As at December 31, 2013, minimum commitments to be incurred by the Company under vessel operating leases by which the Company charters-in vessels were approximately $78.7 million, comprised of $43.7 million (2014), $16.4 million (2015), $9.1 million (2016), $9.1 million (2017), and $0.4 million (2018). The Company recognizes the expense from these charters, which is included in time-charter hire expense, on a straight-line basis over the firm period of the charters.

 

Charters-out

Time-charters and bareboat charters of the Company’s vessels to third parties (except as noted below) are accounted for as operating leases. Certain of these charters provide the charterer with the option to acquire the vessel or the option to extend the charter. As at December 31, 2013, minimum scheduled future revenues to be received by the Company on time-charters and bareboat charters then in place were approximately $9.6 billion, comprised of $1.2 billion (2014), $1.2 billion (2015), $1.2 billion (2016), $1.2 billion (2017), $1.0 billion (2018) and $3.8 billion (thereafter). The minimum scheduled future revenues should not be construed to reflect total charter hire revenues for any of the years. Minimum scheduled future revenues do not include revenue generated from new contracts entered into after December 31, 2013, revenue from unexercised option periods of contracts that existed on December 31, 2013 or variable or contingent revenues. In addition, minimum scheduled future revenues presented in this paragraph have been reduced by estimated off-hire time for scheduled periodic maintenance. The amounts may vary given future events such as unscheduled vessel maintenance.

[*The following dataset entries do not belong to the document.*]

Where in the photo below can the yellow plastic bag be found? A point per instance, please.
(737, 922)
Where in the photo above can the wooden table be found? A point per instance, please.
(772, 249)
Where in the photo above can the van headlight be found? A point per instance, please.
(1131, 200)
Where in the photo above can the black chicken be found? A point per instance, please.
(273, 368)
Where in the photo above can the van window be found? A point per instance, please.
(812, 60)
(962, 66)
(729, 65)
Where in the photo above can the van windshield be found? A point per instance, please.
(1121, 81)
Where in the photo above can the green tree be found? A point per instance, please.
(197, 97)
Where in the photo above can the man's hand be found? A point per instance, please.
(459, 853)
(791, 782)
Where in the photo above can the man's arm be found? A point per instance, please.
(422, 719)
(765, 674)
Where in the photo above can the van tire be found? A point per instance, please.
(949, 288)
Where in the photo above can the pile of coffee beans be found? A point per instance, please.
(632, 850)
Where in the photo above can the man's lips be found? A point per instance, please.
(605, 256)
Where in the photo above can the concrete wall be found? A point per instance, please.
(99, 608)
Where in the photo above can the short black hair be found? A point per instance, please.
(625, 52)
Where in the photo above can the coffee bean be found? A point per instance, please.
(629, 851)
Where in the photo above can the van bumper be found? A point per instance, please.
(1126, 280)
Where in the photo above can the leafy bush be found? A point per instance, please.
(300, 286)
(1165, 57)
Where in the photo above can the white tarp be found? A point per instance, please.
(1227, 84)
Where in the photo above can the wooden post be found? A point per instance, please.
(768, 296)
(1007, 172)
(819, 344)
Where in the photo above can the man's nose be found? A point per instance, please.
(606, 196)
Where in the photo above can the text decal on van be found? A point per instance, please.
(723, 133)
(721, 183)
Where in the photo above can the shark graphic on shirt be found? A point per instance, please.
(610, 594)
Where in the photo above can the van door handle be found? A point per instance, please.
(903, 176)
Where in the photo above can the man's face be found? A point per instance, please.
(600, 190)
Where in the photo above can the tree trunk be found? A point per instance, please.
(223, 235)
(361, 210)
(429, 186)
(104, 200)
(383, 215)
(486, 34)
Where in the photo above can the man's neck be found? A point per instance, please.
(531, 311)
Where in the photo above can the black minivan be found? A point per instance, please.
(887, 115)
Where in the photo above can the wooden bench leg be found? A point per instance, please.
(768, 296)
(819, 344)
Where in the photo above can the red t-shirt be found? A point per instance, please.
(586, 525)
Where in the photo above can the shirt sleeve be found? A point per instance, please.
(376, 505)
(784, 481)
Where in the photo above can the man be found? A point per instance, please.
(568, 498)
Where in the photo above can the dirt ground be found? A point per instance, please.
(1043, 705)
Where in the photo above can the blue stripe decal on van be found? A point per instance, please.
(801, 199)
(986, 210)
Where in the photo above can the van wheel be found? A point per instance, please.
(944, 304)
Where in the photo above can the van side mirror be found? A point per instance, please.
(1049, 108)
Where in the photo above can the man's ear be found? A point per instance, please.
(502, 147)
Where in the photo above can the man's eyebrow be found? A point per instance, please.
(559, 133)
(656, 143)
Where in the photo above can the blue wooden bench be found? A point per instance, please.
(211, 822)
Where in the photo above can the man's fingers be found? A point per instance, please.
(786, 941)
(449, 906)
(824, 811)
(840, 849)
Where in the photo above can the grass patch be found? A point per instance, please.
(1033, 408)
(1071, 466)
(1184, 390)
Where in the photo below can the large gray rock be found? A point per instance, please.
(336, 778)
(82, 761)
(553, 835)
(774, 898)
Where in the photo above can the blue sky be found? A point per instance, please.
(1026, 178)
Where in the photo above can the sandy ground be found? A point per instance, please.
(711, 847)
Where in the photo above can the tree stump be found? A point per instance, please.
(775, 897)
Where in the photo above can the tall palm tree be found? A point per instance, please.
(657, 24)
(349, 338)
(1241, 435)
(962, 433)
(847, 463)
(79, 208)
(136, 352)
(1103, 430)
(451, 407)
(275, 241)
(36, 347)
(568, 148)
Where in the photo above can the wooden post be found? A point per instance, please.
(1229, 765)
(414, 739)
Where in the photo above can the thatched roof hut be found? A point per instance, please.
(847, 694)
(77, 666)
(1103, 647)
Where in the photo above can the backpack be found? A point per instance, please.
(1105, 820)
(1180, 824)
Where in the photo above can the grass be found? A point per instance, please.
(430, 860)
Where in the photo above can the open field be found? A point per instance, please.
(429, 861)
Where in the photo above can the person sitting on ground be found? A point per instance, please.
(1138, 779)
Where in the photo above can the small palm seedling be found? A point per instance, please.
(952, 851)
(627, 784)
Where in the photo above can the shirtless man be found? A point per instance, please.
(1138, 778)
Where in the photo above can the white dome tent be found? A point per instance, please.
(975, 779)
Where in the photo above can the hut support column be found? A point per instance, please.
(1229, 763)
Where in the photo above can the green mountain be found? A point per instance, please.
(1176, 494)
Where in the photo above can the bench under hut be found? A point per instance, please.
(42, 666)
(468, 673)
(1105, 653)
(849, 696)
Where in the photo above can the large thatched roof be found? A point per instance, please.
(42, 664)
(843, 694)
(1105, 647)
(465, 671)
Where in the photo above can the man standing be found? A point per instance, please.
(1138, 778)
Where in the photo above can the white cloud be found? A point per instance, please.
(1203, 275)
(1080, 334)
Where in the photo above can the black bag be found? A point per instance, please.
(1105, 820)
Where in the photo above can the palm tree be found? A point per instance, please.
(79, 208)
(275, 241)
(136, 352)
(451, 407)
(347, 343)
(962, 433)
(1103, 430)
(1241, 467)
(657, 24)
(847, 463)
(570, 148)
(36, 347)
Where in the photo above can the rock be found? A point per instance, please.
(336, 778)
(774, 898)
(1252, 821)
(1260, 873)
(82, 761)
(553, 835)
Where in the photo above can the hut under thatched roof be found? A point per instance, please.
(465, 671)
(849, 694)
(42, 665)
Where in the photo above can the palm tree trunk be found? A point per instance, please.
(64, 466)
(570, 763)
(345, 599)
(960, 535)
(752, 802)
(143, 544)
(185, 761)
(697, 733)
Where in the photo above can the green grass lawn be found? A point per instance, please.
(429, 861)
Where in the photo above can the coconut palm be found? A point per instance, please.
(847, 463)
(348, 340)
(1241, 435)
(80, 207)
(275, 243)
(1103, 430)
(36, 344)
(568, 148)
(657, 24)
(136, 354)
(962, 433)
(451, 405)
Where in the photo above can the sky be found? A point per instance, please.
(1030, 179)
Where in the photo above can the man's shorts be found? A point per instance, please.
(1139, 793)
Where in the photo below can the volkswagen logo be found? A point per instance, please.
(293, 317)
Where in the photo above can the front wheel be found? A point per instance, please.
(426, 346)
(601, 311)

The carrying amount of the vessels accounted for as operating leases at December 31, 2013, was $6.4 billion (2012—$6.1 billion). The cost and accumulated depreciation of the vessels employed on operating leases as at December 31, 2013 were $8.2 billion (2012—$7.8 billion) and $1.8 billion (2012—$1.7 billion), respectively.

Operating Lease Obligations

Teekay Tangguh Subsidiary

The Company’s subsidiary Teekay LNG owns a 99% interest in Teekay Tangguh, which owns a 70% interest in Teekay Tangguh Subsidiary, essentially giving Teekay LNG a 69% interest in the Teekay Tangguh Subsidiary. As at December 31, 2013, the Teekay Tangguh Subsidiary was a party to operating leases whereby it is leasing its two LNG carriers (or the Tangguh LNG Carriers) to a third party company (or Head Leases). The Teekay Tangguh Subsidiary is then leasing back the LNG carriers from the same third party company (or Subleases). Under the terms of these leases, the third party company claims tax depreciation on the capital expenditures it incurred to lease the vessels. As is typical in these leasing arrangements, tax and change of law risks are assumed by the Teekay Tangguh Subsidiary. Lease payments under the Subleases are based on certain tax and financial assumptions at the commencement of the leases. If an assumption proves to be incorrect, the lease payments are increased or decreased under the Sublease to maintain the agreed after-tax margin. The Teekay Tangguh Subsidiary’s carrying amount of this tax indemnification as at December 31, 2013 and December 31, 2012 was $8.9 million and $9.4 million, respectively, and is included as part of other long-term liabilities in the consolidated balance sheets of the Company. The tax indemnification is for the duration of the lease contract with the third party plus the years it would take for the lease payments to be statute barred, and ends in 2033. Although there is no maximum potential amount of future payments, the Teekay Tangguh Subsidiary may terminate the lease arrangements on a voluntary basis at any time. If the lease arrangements terminate, the Teekay Tangguh Subsidiary will be required to pay termination sums to the third party company sufficient to repay the third party company’s investment in the vessels and to compensate it for the tax effect of the terminations, including recapture of any tax depreciation. The Head Leases and the Subleases have 20 year terms and are classified as operating leases. The Head Lease and the Sublease for the two Tangguh LNG Carriers commenced in November 2008 and March 2009, respectively.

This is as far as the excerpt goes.